Deep Learning for Predicting Spheroid Viability: Novel Convolutional Neural Network Model for Automating Quality Control for Three-Dimensional Bioprinting

• Published in: Bioengineering (Basel) Vol. 12; no. 1; p. 28
• Main Authors: Sheikh, Zyva A., Clarke, Oliver, Mir, Amatullah, Hibino, Narutoshi
• Format: Journal Article
• Language: English
• Published: Switzerland MDPI AG 01.01.2025; MDPI
• Subjects: 3-D printers; 3D printing; 3D-bioprinting; Artificial neural networks; Automation; Bioengineering; Biomedical materials; Bioprinting; Cancer; Cardiovascular diseases; Care and treatment; Cell size; Cholecystokinin; convolutional neural networks; Coronary artery disease; Deep learning; Evaluation; Heart diseases; Human bias; Hypoxia; Machine learning; Medical research; Mesenchymal stem cells; Methods; Neural networks; Physiology; prediction; Predictive control; Production processes; Quality control; spheroid; Spheroids; Stem cells; Three dimensional printing; Tissue engineering; Transplants & implants; Viability; United States; deep learning; tissue biofabrication; prediction; 3D-bioprinting; convolutional neural networks; spheroid; viability
• ISSN: 2306-5354; 2306-5354
• DOI: 10.3390/bioengineering12010028

Spheroids serve as the building blocks for three-dimensional (3D) bioprinted tissue patches.
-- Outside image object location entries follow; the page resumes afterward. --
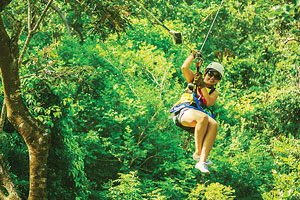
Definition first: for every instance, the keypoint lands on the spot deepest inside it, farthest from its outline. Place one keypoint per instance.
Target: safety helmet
(216, 66)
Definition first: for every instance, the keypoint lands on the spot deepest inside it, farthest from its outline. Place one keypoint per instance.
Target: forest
(86, 89)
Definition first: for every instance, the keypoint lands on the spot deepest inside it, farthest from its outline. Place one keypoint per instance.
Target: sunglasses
(217, 75)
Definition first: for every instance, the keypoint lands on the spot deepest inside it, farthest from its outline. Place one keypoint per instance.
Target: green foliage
(286, 151)
(106, 97)
(211, 192)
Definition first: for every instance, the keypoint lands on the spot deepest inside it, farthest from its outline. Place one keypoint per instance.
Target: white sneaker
(202, 166)
(197, 158)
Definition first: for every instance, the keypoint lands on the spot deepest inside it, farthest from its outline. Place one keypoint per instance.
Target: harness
(189, 100)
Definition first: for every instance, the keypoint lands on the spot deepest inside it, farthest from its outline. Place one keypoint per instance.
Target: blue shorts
(177, 120)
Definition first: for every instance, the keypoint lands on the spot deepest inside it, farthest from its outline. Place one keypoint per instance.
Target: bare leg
(209, 139)
(199, 120)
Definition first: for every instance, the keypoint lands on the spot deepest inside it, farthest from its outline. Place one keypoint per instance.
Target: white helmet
(216, 66)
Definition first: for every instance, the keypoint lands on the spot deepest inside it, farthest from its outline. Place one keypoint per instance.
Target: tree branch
(7, 183)
(32, 32)
(3, 4)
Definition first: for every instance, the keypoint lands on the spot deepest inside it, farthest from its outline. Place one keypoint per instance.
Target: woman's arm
(210, 98)
(185, 68)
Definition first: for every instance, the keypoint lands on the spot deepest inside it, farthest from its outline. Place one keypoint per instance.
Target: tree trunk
(35, 135)
(7, 183)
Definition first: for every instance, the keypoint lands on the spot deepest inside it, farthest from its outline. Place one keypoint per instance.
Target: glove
(196, 53)
(198, 80)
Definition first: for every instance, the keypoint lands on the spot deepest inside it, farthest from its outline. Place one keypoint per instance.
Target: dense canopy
(101, 76)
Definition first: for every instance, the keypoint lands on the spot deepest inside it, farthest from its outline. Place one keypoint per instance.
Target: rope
(211, 26)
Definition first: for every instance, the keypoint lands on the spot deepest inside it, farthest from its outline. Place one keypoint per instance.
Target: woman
(194, 119)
When larger than 500 μm, the desired size for 3D bioprinting, they tend to have a hypoxic core with necrotic cells. Therefore, it is critical to assess the viability of spheroids in order to ensure the successful fabrication of high-viability patches. However, current viability assays are time-consuming, labor-intensive, require specialized training, or are subject to human bias. In this study, we build a convolutional neural network (CNN) model to efficiently and accurately predict spheroid viability, using a phase-contrast image of a spheroid as its input. A comprehensive dataset of mouse mesenchymal stem cell (mMSC) spheroids of varying sizes with corresponding viability percentages, which was obtained through CCK-8 assays, was established and used to train and validate the model. The model was trained to automatically classify spheroids into one of four distinct categories based on their predicted viability: 0–20%, 20–40%, 40–70%, and 70–100%. The model achieved an average accuracy of 92%, with a consistent loss below 0.2. This deep-learning model offers a non-invasive, efficient, and accurate method to streamline the assessment of spheroid quality, thereby accelerating the development of bioengineered cardiac tissue patches for cardiovascular disease therapies.